Effective management of accounts receivable is crucial for maintaining a robust cash flow and optimizing working capital in the field of finance. To monitor and enhance the performance of accounts receivable, finance teams rely on key performance indicators (KPIs) as essential tools.
In this article, we will explore the top KPIs that every accounts receivable finance team should be familiar with. These KPIs, accompanied by their respective calculation formulas, enable finance teams to track progress, identify areas for improvement, and drive financial success.
Days Sales Outstanding (DSO)
DSO represents the average number of days it takes for a company to collect payment after a sale has been made. It is a key measure of the effectiveness of an AR department and can be calculated using the following formula:
DSO = (Total Accounts Receivable / Total Credit Sales) x Number of Days
A lower DSO signifies that the company collects receivables more quickly, indicating efficient credit and collection processes.
Average Days Delinquent (ADD)
ADD provides a snapshot of how long, on average, invoices go unpaid past their due date. It offers a perspective on the timeliness of payments. The formula for ADD is:
ADD = (Total Overdue Receivables / Total Invoices Outstanding) x Number of Days
The lower the ADD, the better, as it implies that payments are being made closer to their due dates.

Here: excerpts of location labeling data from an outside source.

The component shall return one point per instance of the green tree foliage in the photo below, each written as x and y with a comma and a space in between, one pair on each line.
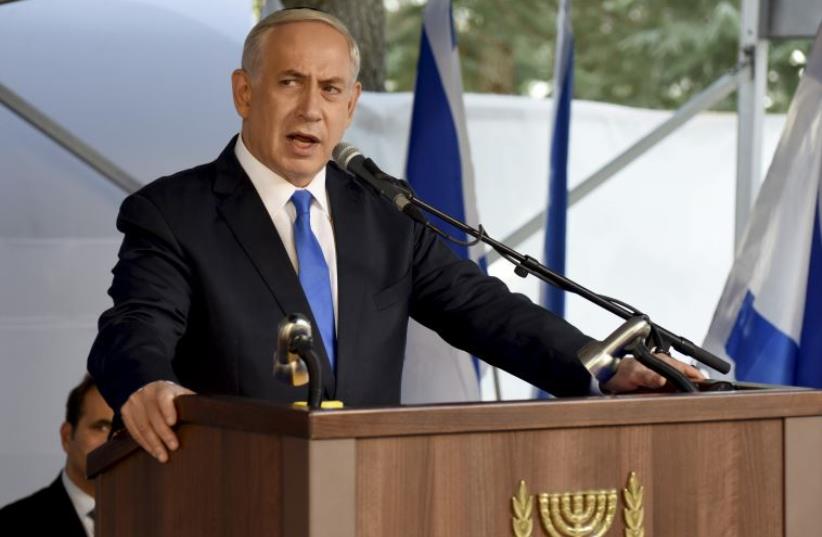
646, 53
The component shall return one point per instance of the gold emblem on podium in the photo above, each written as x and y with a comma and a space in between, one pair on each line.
579, 514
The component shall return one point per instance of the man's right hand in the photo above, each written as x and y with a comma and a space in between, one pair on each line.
149, 414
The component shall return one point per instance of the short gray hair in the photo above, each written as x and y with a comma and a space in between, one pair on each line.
256, 37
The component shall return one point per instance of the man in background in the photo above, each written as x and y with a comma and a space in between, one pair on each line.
66, 507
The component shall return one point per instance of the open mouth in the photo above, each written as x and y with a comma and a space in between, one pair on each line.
303, 139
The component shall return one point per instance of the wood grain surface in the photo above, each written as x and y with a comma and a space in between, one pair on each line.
701, 480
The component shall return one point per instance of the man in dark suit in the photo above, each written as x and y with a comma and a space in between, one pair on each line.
214, 257
65, 508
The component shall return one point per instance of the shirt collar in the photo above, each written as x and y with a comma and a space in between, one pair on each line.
83, 503
274, 189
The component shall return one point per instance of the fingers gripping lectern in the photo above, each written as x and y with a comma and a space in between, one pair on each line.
724, 464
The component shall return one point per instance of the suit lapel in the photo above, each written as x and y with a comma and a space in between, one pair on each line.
349, 223
245, 214
62, 509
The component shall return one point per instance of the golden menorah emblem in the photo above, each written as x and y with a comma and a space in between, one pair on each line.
579, 514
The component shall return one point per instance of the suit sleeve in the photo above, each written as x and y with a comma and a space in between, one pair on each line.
152, 295
479, 314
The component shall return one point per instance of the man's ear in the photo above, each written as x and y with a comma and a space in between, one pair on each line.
241, 90
66, 432
352, 103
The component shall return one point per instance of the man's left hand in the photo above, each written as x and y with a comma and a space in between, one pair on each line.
632, 375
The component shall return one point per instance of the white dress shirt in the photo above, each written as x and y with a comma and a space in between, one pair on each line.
82, 502
276, 194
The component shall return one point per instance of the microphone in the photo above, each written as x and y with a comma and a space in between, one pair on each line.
350, 159
293, 335
601, 358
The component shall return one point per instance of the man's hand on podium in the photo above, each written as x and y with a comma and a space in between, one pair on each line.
631, 375
149, 414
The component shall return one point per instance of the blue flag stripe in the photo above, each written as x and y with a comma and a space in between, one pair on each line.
809, 363
556, 223
765, 354
434, 166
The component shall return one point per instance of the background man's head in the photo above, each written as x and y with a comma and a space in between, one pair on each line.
297, 90
88, 422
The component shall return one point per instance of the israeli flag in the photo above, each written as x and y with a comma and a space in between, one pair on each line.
553, 298
555, 223
769, 318
440, 171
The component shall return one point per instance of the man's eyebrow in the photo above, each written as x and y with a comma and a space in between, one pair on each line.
101, 423
333, 80
294, 73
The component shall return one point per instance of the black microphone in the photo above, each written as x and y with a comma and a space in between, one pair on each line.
295, 361
397, 191
294, 331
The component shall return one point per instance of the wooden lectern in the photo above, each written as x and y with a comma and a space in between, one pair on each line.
745, 463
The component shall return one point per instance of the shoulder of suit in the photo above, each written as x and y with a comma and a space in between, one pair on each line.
36, 503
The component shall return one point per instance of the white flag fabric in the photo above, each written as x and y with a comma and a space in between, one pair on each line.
439, 168
769, 318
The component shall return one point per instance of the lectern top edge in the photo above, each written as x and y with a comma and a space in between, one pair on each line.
228, 412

Collections Effectiveness Index (CEI)
The CEI is a measure of the ability of the collections department to collect funds from customers. It is calculated as follows:
CEI = [(Beginning Receivables + Monthly Credit Sales - Ending Total Receivables) / (Beginning Receivables + Monthly Credit Sales - Ending Current Receivables)] x 100
A higher CEI percentage indicates a more effective collections process.

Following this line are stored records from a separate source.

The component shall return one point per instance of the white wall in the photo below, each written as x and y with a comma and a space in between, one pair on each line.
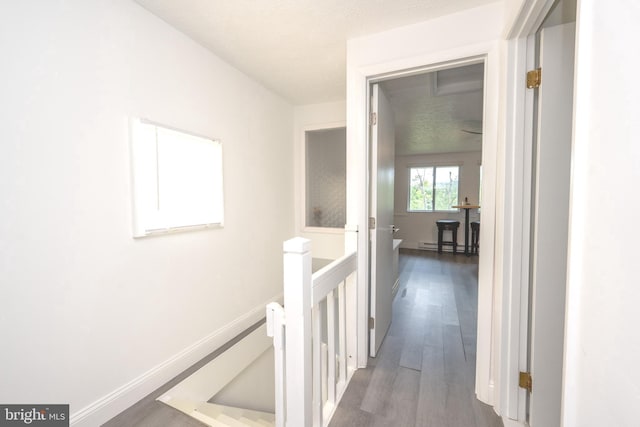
85, 310
327, 244
601, 382
421, 226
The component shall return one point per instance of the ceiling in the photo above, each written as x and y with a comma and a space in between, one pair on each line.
297, 48
438, 112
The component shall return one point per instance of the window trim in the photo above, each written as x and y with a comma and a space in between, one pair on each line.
434, 166
143, 221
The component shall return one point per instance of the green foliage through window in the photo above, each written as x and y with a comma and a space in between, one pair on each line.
433, 188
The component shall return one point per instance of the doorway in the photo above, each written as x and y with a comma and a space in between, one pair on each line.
426, 156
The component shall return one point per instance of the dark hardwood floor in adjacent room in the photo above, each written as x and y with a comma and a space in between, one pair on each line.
424, 373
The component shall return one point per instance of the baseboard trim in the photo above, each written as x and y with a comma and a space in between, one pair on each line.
508, 422
125, 396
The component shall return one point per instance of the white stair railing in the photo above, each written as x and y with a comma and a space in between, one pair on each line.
314, 339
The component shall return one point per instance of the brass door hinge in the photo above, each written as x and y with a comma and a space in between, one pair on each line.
534, 78
525, 381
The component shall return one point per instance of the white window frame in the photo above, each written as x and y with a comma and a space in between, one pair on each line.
433, 200
174, 189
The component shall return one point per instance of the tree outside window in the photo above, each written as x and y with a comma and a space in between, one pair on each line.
433, 188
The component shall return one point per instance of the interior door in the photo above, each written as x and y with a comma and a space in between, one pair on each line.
381, 235
550, 223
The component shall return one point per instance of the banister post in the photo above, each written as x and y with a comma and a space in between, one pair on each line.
351, 297
297, 303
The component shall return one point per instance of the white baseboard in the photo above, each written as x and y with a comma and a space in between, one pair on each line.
128, 394
508, 422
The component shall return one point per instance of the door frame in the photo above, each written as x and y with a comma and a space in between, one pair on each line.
358, 177
520, 57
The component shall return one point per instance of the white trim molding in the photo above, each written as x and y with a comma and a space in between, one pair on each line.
128, 394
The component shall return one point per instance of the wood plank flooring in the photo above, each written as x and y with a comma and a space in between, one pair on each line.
424, 374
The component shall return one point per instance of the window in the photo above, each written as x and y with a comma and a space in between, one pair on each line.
326, 177
177, 179
433, 188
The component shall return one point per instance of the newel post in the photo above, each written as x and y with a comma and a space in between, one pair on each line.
297, 304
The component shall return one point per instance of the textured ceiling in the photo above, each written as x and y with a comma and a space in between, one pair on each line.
438, 112
297, 48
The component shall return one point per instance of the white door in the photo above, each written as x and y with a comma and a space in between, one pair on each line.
382, 174
550, 228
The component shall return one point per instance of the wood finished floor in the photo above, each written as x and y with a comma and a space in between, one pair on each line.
424, 373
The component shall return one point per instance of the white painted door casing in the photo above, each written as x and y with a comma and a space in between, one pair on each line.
550, 223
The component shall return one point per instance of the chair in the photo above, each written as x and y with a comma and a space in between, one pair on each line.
448, 225
475, 236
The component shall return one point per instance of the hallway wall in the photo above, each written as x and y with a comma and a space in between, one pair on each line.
601, 385
88, 315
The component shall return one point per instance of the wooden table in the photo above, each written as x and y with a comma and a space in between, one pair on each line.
466, 224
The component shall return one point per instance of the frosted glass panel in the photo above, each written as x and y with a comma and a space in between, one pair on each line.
326, 178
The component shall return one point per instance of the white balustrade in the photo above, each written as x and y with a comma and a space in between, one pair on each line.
312, 335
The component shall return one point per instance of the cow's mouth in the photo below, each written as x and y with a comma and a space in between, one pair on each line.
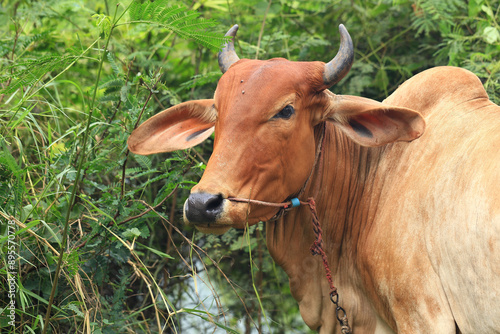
211, 213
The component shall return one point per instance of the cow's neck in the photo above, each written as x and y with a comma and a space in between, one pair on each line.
339, 185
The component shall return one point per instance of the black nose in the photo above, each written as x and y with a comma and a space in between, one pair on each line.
203, 208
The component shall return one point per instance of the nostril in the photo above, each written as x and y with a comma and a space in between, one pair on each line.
203, 208
214, 203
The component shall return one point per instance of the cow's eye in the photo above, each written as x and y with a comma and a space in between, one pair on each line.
285, 113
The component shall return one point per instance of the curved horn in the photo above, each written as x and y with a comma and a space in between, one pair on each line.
339, 66
227, 56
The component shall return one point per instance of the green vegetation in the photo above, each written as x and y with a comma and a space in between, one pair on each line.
99, 241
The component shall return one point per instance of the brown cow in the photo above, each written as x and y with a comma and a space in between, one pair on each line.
411, 228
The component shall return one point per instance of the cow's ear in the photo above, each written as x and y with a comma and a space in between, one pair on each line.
182, 126
371, 123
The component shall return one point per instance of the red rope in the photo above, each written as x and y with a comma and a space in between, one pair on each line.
317, 246
316, 249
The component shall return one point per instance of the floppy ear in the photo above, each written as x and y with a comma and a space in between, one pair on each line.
179, 127
371, 123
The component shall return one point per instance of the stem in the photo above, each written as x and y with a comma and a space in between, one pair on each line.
262, 29
77, 178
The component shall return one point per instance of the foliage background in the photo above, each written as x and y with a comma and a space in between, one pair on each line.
77, 77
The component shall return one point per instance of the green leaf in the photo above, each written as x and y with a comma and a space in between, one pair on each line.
157, 252
491, 35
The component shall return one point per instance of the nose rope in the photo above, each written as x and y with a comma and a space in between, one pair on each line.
316, 249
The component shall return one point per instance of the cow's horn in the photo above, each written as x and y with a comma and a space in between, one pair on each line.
227, 56
339, 66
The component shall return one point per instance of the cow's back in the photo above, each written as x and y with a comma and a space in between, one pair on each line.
451, 204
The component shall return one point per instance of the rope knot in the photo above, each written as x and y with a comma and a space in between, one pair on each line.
316, 248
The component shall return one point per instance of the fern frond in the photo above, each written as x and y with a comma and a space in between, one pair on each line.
185, 23
29, 72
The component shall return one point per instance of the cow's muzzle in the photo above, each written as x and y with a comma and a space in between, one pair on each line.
203, 208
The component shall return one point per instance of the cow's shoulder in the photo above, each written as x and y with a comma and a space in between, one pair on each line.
439, 88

Accounts Receivable Turnover (ART)
ART ratio demonstrates how efficiently a company uses and manages the credit it extends to customers and how quickly that short-term debt is collected. Its formula is:
ART = Net Credit Sales / Average Accounts Receivable
A high ART indicates that the company collects its receivables more frequently within the period.
Bad Debt to Sales
This KPI measures the percentage of receivables that cannot be collected. It is calculated as:
Bad Debt to Sales = (Bad Debt / Total Credit Sales) x 100
A lower ratio is preferable as it signifies a low level of uncollectable debt relative to sales.

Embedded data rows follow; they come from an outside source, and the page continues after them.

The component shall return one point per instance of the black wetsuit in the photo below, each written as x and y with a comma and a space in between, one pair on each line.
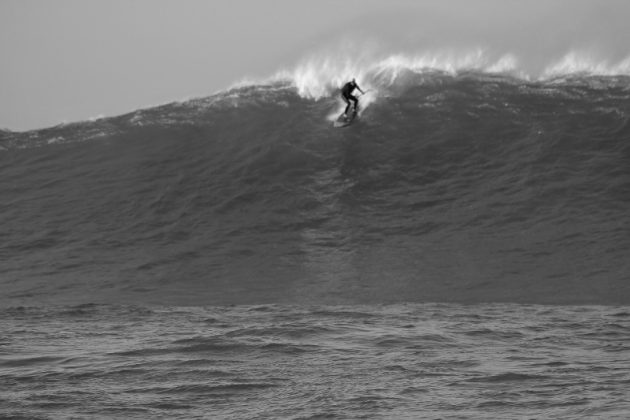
346, 94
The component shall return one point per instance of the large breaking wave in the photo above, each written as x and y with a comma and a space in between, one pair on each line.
471, 183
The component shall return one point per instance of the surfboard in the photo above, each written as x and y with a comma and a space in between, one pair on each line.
343, 121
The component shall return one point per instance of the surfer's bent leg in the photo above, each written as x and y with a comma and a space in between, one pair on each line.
345, 99
353, 99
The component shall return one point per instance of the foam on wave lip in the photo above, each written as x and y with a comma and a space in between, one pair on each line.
321, 75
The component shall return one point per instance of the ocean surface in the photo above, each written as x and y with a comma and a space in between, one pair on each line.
461, 251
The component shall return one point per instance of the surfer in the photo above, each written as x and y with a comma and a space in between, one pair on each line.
346, 95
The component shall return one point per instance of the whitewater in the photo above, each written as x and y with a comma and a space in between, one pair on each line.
461, 251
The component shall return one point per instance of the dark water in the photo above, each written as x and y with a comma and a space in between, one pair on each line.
473, 188
410, 266
396, 361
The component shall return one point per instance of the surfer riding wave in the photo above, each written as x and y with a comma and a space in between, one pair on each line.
346, 95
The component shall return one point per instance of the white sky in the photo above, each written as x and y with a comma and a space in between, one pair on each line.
67, 60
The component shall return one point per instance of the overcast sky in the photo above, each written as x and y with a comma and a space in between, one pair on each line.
67, 60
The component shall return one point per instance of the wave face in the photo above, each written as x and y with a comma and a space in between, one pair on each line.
464, 187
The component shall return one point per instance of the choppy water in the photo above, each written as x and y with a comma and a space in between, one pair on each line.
395, 361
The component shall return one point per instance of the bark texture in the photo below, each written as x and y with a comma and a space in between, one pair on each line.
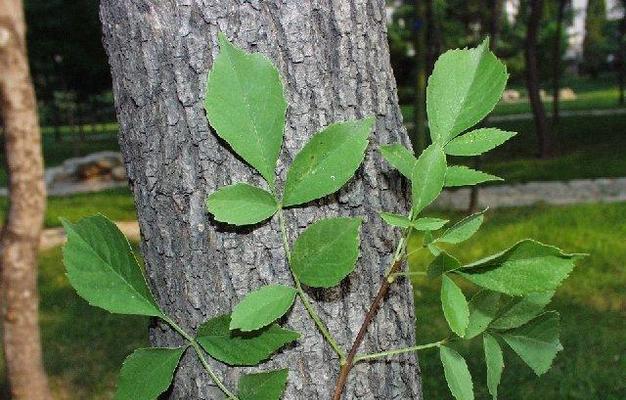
532, 79
20, 235
334, 60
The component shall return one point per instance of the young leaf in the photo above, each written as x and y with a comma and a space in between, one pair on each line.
477, 142
245, 105
241, 349
241, 204
428, 224
463, 230
428, 177
103, 270
327, 161
464, 87
147, 373
262, 307
326, 252
527, 267
483, 308
458, 175
263, 386
495, 363
537, 342
454, 306
519, 310
400, 158
397, 220
457, 374
442, 263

Collection costs reflect the efficiency of the collection process. Lower costs imply better efficiency. To calculate it:
Collection Costs = Total Collection Expenses / Total Collections
Right Party Contact (RPC) Rate
The RPC rate measures the effectiveness of the collections team in reaching the correct party. It is computed as:
RPC Rate = (Number of Successful Right Party Contacts / Total Number of Attempts) x 100
A higher RPC rate indicates more successful collection efforts.
Number of Revised Invoices
This KPI measures the accuracy of the billing process. A lower number of revised invoices indicates better accuracy and less confusion for customers.
Number of Revised Invoices = Total Number of Invoices Sent – Total Number of Correct Invoices Sent
In conclusion, these KPIs form the backbone of an effective AR monitoring system. They allow for the quick detection of performance gaps, timely intervention, and efficient decision-making.
By thoroughly understanding and regularly tracking these KPIs, AR teams can significantly enhance their performance, improve cash flow, and contribute to the overall financial health of their organization.
As with all metrics, these KPIs should be viewed in the context of the company’s specific industry, size, and historical trends to make meaningful comparisons and drive meaningful improvements.